Concluding less from polling data, however, did not suggest less of a problem. "It would be a mistake," he said, "to think that policy solutions lie within existing institutions and the prudent application of policy while ignoring or deflecting a far more radical way of grasping the situation." That more radical way acknowledges a fundamental "absence of trust by urban African-Americans in a culture" that has "perpetuated official structures descended from American slavery."
In fact, sometimes the oppressed, in order to survive or accomplish their own goals, need to employ deception and trickery, normally the antithesis of building trust, said Desmond Jagmohan of Princeton University, who used Booker T. Washington as an example of the "politics of deception." Washington, a renowned early 20th-century educator, orator and adviser to presidents, is at once a symbol of black self-reliance as well as a symbol of accommodation to slavery.
"Some see his tactics as accommodation to white supremacists," said Jagmohan. "Others saw him as a corrupt political hack."
Other scholarship shows, he said, that Washington actually conducted a vast civil rights campaign, often funneling white donations to his projects "while simultaneously in public mouthing platitudes and going along."
"While trust is viewed as essential to a functioning society, particularly a liberal democracy, for those living under oppressive conditions, deception may be necessary to survival and mitigating those conditions." Trust, he said, should be seen as a inextricably tied to other conditions, some of which rule out truth, sincerity and authenticity as values "too morally demanding given the context."

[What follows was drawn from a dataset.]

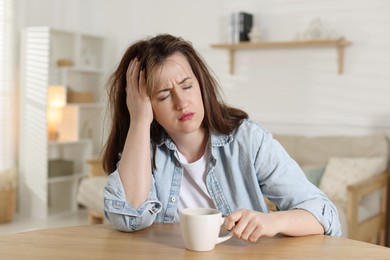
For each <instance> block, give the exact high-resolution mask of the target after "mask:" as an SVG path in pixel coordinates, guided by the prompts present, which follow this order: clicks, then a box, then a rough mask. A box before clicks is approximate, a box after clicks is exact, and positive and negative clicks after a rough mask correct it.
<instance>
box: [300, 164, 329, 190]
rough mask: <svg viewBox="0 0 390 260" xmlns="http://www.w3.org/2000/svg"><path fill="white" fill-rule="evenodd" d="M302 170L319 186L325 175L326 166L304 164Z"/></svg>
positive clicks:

However conditional trust might be or whether, in fact, it ever existed enough to be rebuilt, it received some serious challenges in the weeks just ahead of the parties' conventions. Five police officers were killed in Dallas as they protected demonstrators mourning the loss of black men killed by police in Louisiana and Minnesota. In another round of shootings in Baton Rouge, La., an ambush of police resulted in three law enforcement personnel killed and three others injured.